Intisari Plus - Perjalanan Mesir mencapai peradaban cemerlang merupakan misteri tersendiri. Bangunan piramida, Sphinx, dan patung-patung raksasa lainnya tetap merupakan sesuatu yang ajaib bagi manusia modern. Akan tetapi semua itu sepertinya bakal lenyap. Lewat penelitian intensif dan mendetail, ilmuwan modern menduga, sekitar tahun 2100 banjir besar akan menelan tanah Mesir. Wow, kenapa begitu?
-------------------------
Seorang pelancong yang berkelana di tanah Mesir dientak rasa kagum yang luar biasa saat menyaksikan keagungan lingkungannya. Bangunan-bangunan raksasa tampak begitu menakjubkan. Dari situ timbullah pertanyaan di benak orang, bagaimana bangsa Mesir mampu mendirikan bangunan raksasa seperti itu dan bagaimana pula peradaban berkembang di tanah ini?
Mari kita amati foto Piramida Susun Raja Zoser yang dibangun sekitar tahun 2650 SM. Semula piramid ini berbentuk makam satu lantai. Bagian bawahnya dijadikan ruang penguburan. Oleh para pembangun sesudahnya piramid itu diperluas dan ditambah tiga lapis lagi sehingga menjadi piramida empat susun. Namun, mereka tetap belum puas, sehingga piramida itu ditambahi dua susun lagi setelah bagian dasarnya diperluas. Dua susun terakhir ini menggambarkan lorong menuju surga bagi raja yang wafat dan dimakamkan di situ.
Afrika sepanjang zaman Neolitikum nyaris tak bisa dihuni. Di benua itu tetumbuhan dan binatang membusuk. Tanahnya mengering. Akibat perubahan iklim dan ekologi itu orang dipaksa berpindah menuju ke wilayah tepian Sungai Nil. Perubahan iklim dan ekologi itu tidak mempengaruhi kawasan lembah Sungai Nil itu. Secara bertahap lembah yang damai itu dipenuhi manusia dengan segala aktivitas kesibukannya. Tanah yang subur menjamin ketersediaan makanan dan tempat tinggal bagi penduduknya.
Akan tetapi segala sesuatu tidak selalu berlangsung damai dan abadi.
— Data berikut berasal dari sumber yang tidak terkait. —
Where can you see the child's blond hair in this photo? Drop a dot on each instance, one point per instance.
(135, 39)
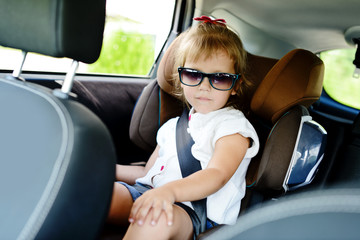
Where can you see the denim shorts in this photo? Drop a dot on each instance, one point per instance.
(138, 189)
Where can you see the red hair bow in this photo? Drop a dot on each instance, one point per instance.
(206, 19)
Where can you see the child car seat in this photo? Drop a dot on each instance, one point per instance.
(57, 161)
(282, 90)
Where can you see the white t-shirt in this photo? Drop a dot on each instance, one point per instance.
(205, 129)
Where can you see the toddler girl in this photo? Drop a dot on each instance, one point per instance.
(156, 199)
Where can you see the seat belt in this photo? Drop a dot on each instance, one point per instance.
(188, 163)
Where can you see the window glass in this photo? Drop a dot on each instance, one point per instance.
(339, 82)
(134, 34)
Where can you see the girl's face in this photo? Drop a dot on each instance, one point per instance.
(204, 98)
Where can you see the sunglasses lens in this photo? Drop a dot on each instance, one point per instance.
(222, 81)
(190, 77)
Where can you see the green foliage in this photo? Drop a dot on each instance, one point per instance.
(125, 53)
(338, 80)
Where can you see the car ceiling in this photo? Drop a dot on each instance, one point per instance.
(273, 27)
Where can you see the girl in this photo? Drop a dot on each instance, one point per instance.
(210, 80)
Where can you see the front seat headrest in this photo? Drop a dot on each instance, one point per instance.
(72, 29)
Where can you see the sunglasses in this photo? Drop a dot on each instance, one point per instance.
(219, 81)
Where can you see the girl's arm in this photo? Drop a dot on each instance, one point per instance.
(128, 173)
(228, 154)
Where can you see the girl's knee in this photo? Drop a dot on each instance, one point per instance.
(181, 228)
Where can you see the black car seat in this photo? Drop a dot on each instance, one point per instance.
(57, 160)
(283, 89)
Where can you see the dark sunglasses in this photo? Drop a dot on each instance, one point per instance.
(219, 81)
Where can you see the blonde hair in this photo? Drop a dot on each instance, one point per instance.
(205, 39)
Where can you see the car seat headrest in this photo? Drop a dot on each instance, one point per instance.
(296, 79)
(60, 28)
(166, 67)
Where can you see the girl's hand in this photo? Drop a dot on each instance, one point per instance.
(151, 204)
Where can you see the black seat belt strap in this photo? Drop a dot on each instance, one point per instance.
(188, 163)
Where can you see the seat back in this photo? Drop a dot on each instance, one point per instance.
(57, 160)
(282, 89)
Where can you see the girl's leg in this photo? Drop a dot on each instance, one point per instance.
(182, 227)
(120, 207)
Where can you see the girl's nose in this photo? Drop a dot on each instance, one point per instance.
(205, 84)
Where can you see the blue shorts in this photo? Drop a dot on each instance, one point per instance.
(138, 189)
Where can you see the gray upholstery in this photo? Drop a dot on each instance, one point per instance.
(57, 160)
(327, 214)
(56, 165)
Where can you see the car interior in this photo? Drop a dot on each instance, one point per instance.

Banjir tahunan terjadi di sungai dan menggenangi wilayah yang cukup luas di sisi lain. Namun air yang kaya bahan organik menciptakan endapan lumpur yang sangat subur. Tak bisa dipungkiri banjir-banjir yang terjadi mengakibatkan lingkungan rusak. Tidak jarang sejumlah desa dan ladang hilang tersapu banjir. Melihat hal ini orang Mesir di zaman Neolitikum mulai berusaha menjinakkan Sungai Nil. Mereka membangun bendungan dan saluran. Dengan bantuan shaduf (semacam timba) air dialirkan ke dalam saluran. Dengan cara ini wilayah yang dimanfaatkan untuk pertanian diperluas dan peradaban tumbuh menjadi makin tinggi.
Namun, tidak ada alam yang nasibnya "sesial" seperti tanah Mesir. Daniel J. Stanley—pakar oseanografi senior pada Smithsonian's National Museum of Natural History—menyatakan, pada tahun 2100 akan terjadi banjir besar yang menggenangi areal yang luas di delta Sungai Nil, tepatnya antara Port Said di Terusan Suez di timur dan Sungai Damietta, anak Sungai Nil, di barat. Menurut Stanley, Laut Mediterania sedang "menggergaji" garis pantai, hingga membuat garis pantai itu mundur sejauh 15-30 meter per tahun. Karena perilakunya seperti gergaji, laut mengikis tanah dan sedimen di wilayah itu.
Sambil menjelaskan perilaku laut, Stanley menyatakan bahwa masuknya air laut ke daratan yang berlangsung secara bertahap itu diakibatkan oleh naiknya permukaan air laut dan turunnya daratan serta adanya Bendungan Azwan di Sungai Nil.